Today, SecurityMatters introduces Deep Protocol Behavior Inspection (DPBI), a breakthrough approach to intrusion detection. DPBI takes the detection of cyber attacks to a complete new level, making it possible to identify new and unknown threats (such as 0-day and targeted attacks) as soon as they take place, no matter of their level of sophistication or obfuscation. DPBI exploits the knowledge of the underlying application protocol to perform the analysis. On the top of this, the true power of DPBI comes from the signature-less analysis.

This unique technological combination boosts the detection of unknown threats. By exploiting the knowledge of the protocol specs, our network monitoring detection system SilentDefense can observe the typical content of each protocol field, and apply the best analysis based on that content. Thus, the signature-less detection engine devises a tailored analysis for each protocol field. For instance, a length field, which contains only integer values, is processed in a different way than one containing text strings. By dropping the pattern matching-based analysis, SilentDefense is able to detect new and unknown that do not use any previously known attack vector.
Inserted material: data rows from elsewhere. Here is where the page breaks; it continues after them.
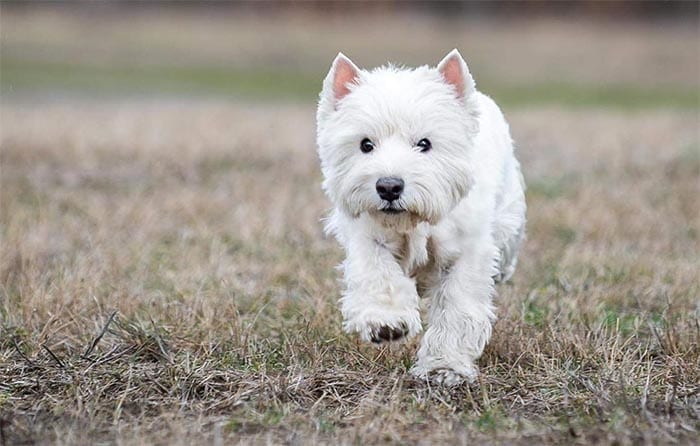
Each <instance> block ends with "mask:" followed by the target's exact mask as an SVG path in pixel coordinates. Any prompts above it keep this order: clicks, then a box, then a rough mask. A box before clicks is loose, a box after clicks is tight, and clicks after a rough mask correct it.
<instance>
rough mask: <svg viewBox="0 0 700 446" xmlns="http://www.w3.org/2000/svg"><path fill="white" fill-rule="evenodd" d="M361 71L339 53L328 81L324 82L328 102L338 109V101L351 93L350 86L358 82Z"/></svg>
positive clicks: (327, 77) (331, 66) (333, 66)
mask: <svg viewBox="0 0 700 446" xmlns="http://www.w3.org/2000/svg"><path fill="white" fill-rule="evenodd" d="M359 76H360V69H359V68H357V66H356V65H355V64H354V63H352V61H351V60H350V59H348V58H347V57H346V56H345V55H344V54H343V53H338V55H337V56H336V58H335V60H334V61H333V65H331V69H330V71H328V75H327V76H326V79H325V80H324V81H323V93H322V96H324V97H325V98H326V99H327V100H329V101H330V102H331V103H332V104H333V108H335V107H336V105H337V103H338V101H340V100H341V99H343V98H344V97H345V96H347V95H348V94H349V93H350V88H349V86H348V85H349V84H352V83H355V82H357V80H358V78H359Z"/></svg>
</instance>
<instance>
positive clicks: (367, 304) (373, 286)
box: [340, 222, 422, 343]
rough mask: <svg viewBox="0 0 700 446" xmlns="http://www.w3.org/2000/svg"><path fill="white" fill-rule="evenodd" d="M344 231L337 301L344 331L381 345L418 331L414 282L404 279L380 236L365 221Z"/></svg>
mask: <svg viewBox="0 0 700 446" xmlns="http://www.w3.org/2000/svg"><path fill="white" fill-rule="evenodd" d="M356 224H357V225H358V227H361V228H362V230H358V227H355V228H353V230H352V231H348V232H347V238H346V240H345V249H346V253H347V257H346V259H345V261H344V262H343V269H344V281H345V286H346V289H345V292H344V294H343V297H342V298H341V299H340V303H341V310H342V313H343V317H344V323H343V328H344V329H345V331H347V332H349V333H352V332H356V333H358V334H359V335H360V338H362V339H363V340H365V341H372V342H375V343H380V342H383V341H393V340H397V339H401V338H406V337H411V336H414V335H416V334H417V333H419V332H420V331H421V328H422V327H421V321H420V313H419V307H418V293H417V291H416V284H415V281H414V280H413V279H411V278H409V277H407V276H406V274H405V273H404V271H403V270H402V268H401V266H400V265H399V263H398V262H397V260H396V258H395V256H394V254H393V253H392V251H391V248H390V247H389V246H387V244H386V243H384V240H383V239H382V236H381V234H379V233H377V232H376V231H373V230H372V228H371V225H369V224H367V223H366V222H365V223H364V224H363V222H357V223H356Z"/></svg>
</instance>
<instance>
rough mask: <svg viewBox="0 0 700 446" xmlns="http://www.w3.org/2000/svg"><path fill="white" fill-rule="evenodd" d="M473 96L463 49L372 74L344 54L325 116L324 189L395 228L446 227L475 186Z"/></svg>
mask: <svg viewBox="0 0 700 446" xmlns="http://www.w3.org/2000/svg"><path fill="white" fill-rule="evenodd" d="M474 92H475V86H474V80H473V79H472V76H471V74H470V73H469V70H468V68H467V65H466V63H465V62H464V59H462V56H460V54H459V52H458V51H457V50H453V51H452V52H451V53H450V54H448V55H447V56H446V57H445V58H444V59H443V60H442V61H441V62H440V63H439V64H438V66H437V67H436V68H429V67H427V66H423V67H419V68H416V69H399V68H395V67H393V66H387V67H381V68H377V69H375V70H372V71H365V70H361V69H359V68H357V67H356V66H355V64H354V63H353V62H352V61H350V59H348V58H347V57H345V56H344V55H343V54H338V56H337V57H336V58H335V60H334V61H333V65H332V66H331V69H330V71H329V73H328V75H327V76H326V79H325V81H324V83H323V91H322V92H321V95H320V101H319V105H318V112H317V116H316V118H317V140H318V149H319V155H320V158H321V169H322V171H323V175H324V182H323V188H324V190H325V191H326V193H327V194H328V196H329V198H330V199H331V201H332V202H333V203H334V205H335V206H336V207H338V208H339V209H341V210H342V211H344V212H345V213H347V214H348V215H350V216H353V217H357V216H359V215H360V214H362V213H369V214H370V215H371V216H372V217H374V218H376V219H377V220H379V221H380V222H381V223H382V224H385V225H389V226H393V225H399V224H400V225H401V226H405V224H406V222H410V223H411V224H416V223H418V222H421V221H427V222H430V223H432V224H435V223H437V222H438V221H439V220H440V219H441V218H442V217H443V216H444V215H445V214H446V213H448V212H449V211H450V210H451V209H452V208H454V206H456V204H457V203H459V201H460V200H461V199H462V198H464V197H465V195H466V194H467V193H468V191H469V189H470V186H471V178H472V175H471V172H472V167H471V166H472V162H471V159H470V157H471V146H472V139H473V136H474V134H475V133H476V131H477V126H478V122H477V116H476V108H475V106H474V104H473V102H474V101H473V100H471V99H472V98H473V93H474Z"/></svg>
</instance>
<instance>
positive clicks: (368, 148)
mask: <svg viewBox="0 0 700 446" xmlns="http://www.w3.org/2000/svg"><path fill="white" fill-rule="evenodd" d="M360 150H362V153H369V152H371V151H372V150H374V143H373V142H372V141H370V140H369V138H365V139H363V140H362V142H361V143H360Z"/></svg>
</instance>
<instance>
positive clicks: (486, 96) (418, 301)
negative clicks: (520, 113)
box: [316, 50, 525, 385]
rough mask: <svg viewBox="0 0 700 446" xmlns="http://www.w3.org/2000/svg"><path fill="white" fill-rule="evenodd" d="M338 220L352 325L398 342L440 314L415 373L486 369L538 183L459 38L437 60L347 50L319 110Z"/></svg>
mask: <svg viewBox="0 0 700 446" xmlns="http://www.w3.org/2000/svg"><path fill="white" fill-rule="evenodd" d="M316 118H317V141H318V151H319V156H320V159H321V169H322V171H323V176H324V181H323V189H324V190H325V192H326V194H327V195H328V197H329V198H330V200H331V201H332V203H333V205H334V206H335V208H334V210H333V212H332V213H331V215H330V216H329V218H328V219H327V221H326V229H327V231H328V232H329V233H331V234H333V235H334V236H335V237H336V238H337V239H338V241H339V242H340V243H341V244H342V245H343V247H344V248H345V251H346V259H345V261H344V262H343V264H342V270H343V272H344V285H345V290H344V292H343V296H342V298H341V299H340V303H341V308H342V314H343V317H344V324H343V327H344V329H345V330H346V331H347V332H356V333H358V334H359V336H360V338H362V339H363V340H365V341H372V342H375V343H382V342H391V341H396V340H399V339H405V338H408V337H411V336H415V335H416V334H418V333H419V332H420V331H421V330H422V325H421V316H420V309H419V296H420V297H425V298H428V299H429V309H428V325H427V330H426V331H425V334H424V335H423V340H422V342H421V346H420V349H419V350H418V358H417V361H416V363H415V365H414V366H413V368H412V369H411V373H412V374H413V375H414V376H416V377H419V378H421V379H429V380H431V381H432V382H434V383H441V384H444V385H456V384H459V383H461V382H463V381H464V380H465V379H466V380H468V381H473V380H474V379H475V378H476V376H477V374H478V369H477V367H476V365H475V361H476V360H477V359H478V358H479V356H480V355H481V353H482V351H483V349H484V346H485V345H486V343H487V342H488V340H489V338H490V337H491V325H492V323H493V321H494V319H495V314H494V307H493V304H492V298H493V295H494V283H495V282H502V281H505V280H507V279H508V278H510V276H511V275H512V274H513V271H514V270H515V265H516V262H517V256H518V250H519V248H520V245H521V242H522V240H523V237H524V232H525V229H524V228H525V195H524V183H523V177H522V174H521V173H520V165H519V163H518V161H517V160H516V158H515V156H514V154H513V142H512V140H511V137H510V132H509V129H508V124H507V123H506V121H505V118H504V117H503V114H502V113H501V111H500V109H499V108H498V106H497V105H496V104H495V103H494V101H493V100H492V99H491V98H489V97H488V96H486V95H484V94H482V93H480V92H478V91H477V90H476V87H475V83H474V80H473V78H472V76H471V74H470V73H469V69H468V68H467V64H466V63H465V62H464V59H462V56H461V55H460V54H459V52H458V51H457V50H453V51H452V52H451V53H449V54H448V55H447V56H446V57H445V58H444V59H443V60H442V61H441V62H440V63H439V64H438V65H437V67H436V68H431V67H427V66H422V67H419V68H415V69H403V68H397V67H394V66H385V67H380V68H376V69H374V70H371V71H366V70H362V69H359V68H358V67H357V66H355V64H354V63H353V62H352V61H351V60H350V59H348V58H347V57H345V56H344V55H343V54H342V53H341V54H338V56H337V57H336V58H335V60H334V61H333V65H332V66H331V69H330V71H329V73H328V76H327V77H326V79H325V80H324V82H323V91H322V92H321V94H320V101H319V105H318V112H317V116H316Z"/></svg>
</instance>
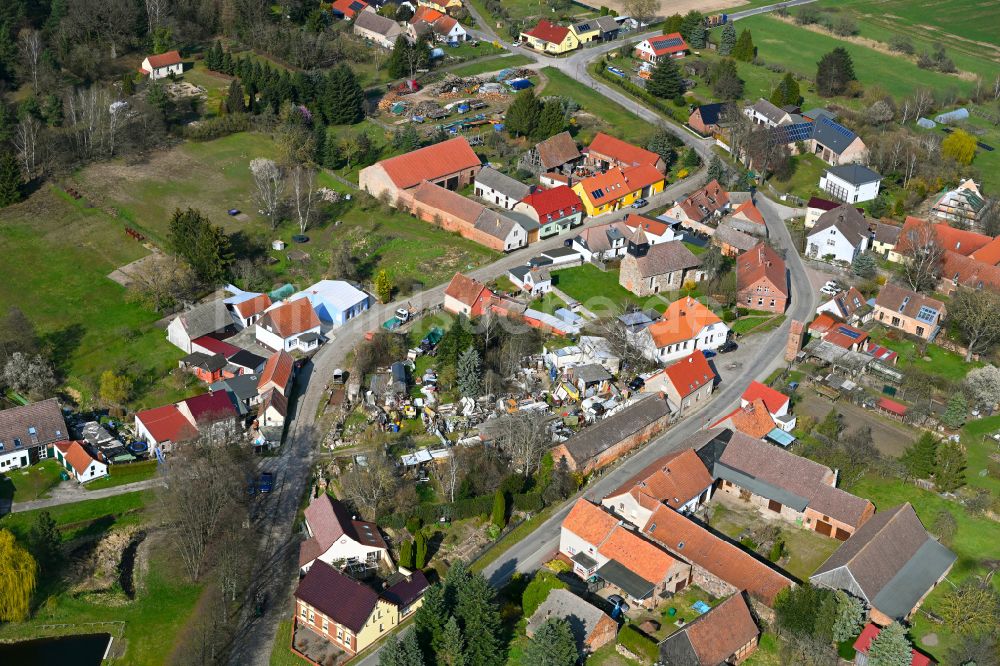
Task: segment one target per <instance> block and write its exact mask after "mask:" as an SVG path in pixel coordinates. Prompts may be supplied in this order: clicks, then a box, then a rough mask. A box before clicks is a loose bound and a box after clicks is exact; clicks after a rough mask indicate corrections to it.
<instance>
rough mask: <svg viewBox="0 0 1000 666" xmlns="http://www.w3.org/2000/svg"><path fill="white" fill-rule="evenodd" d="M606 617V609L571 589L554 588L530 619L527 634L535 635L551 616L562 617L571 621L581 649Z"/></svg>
mask: <svg viewBox="0 0 1000 666" xmlns="http://www.w3.org/2000/svg"><path fill="white" fill-rule="evenodd" d="M604 617H607V616H606V615H605V614H604V611H602V610H601V609H600V608H598V607H597V606H594V605H593V604H590V603H587V602H586V601H584V600H583V599H581V598H580V597H578V596H576V595H575V594H573V593H572V592H570V591H569V590H552V591H551V592H549V596H548V597H546V599H545V601H543V602H542V605H541V606H539V607H538V609H537V610H536V611H535V612H534V613H533V614H532V615H531V618H530V619H529V620H528V627H527V634H528V636H533V635H534V633H535V631H537V630H538V627H540V626H542V624H544V623H545V621H546V620H548V619H549V618H562V619H564V620H566V621H567V622H568V623H569V628H570V630H571V631H572V632H573V638H574V639H575V640H576V646H577V649H578V650H580V649H582V648H583V646H584V641H586V639H587V636H589V635H590V634H591V633H592V632H593V631H594V629H596V628H597V623H598V622H600V621H601V619H602V618H604Z"/></svg>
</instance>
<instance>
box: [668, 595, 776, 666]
mask: <svg viewBox="0 0 1000 666" xmlns="http://www.w3.org/2000/svg"><path fill="white" fill-rule="evenodd" d="M759 639H760V628H759V627H758V626H757V621H756V620H754V614H753V612H752V611H751V610H750V606H749V605H748V604H747V600H746V598H745V597H744V596H743V592H742V591H740V592H737V593H736V594H734V595H733V596H731V597H729V598H728V599H726V600H725V601H723V602H722V603H721V604H719V605H718V606H716V607H714V608H712V609H711V610H710V611H708V612H707V613H705V614H704V615H699V616H698V617H697V618H695V619H694V620H692V621H691V622H689V623H687V624H686V625H684V626H683V627H681V628H680V629H679V630H678V631H675V632H674V633H672V634H670V635H669V636H667V637H666V638H664V639H663V640H662V641H661V642H660V646H659V647H660V661H662V662H663V663H664V664H670V666H717V665H718V664H739V663H742V662H743V661H745V660H746V659H747V657H749V656H750V655H752V654H753V653H754V652H755V651H756V650H757V641H758V640H759Z"/></svg>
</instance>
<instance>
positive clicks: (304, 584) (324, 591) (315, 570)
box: [295, 12, 428, 656]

A typical example is provided by the exploitation of a buffer overflow. A buffer overflow, as the name suggests, takes place when a larger amount of data than expected is copied into a buffer. This vulnerability can lead to code execution within the victim. Regular protocol messages will be always limited to a certain length (or they would have triggered the vulnerability). Thus, SilentDefense builds a specific detection model for the length field with the observed values. Later on, when the attacker injects some malicious payload, she will have to exceed the observed regular length values in order to trigger the vulnerability and execute her code.

SilentDefense will detect this attack attempt no matter which attack payload is chosen, because the root cause of the vulnerability is the length value, and not the attack payload. On the other hand, "old" pattern-based intrusion detection/prevention systems focus on the attack payload. The attacker can modify the content without altering the attack functionality, for instance by encoding it. Hence making the pattern-based detection system blind.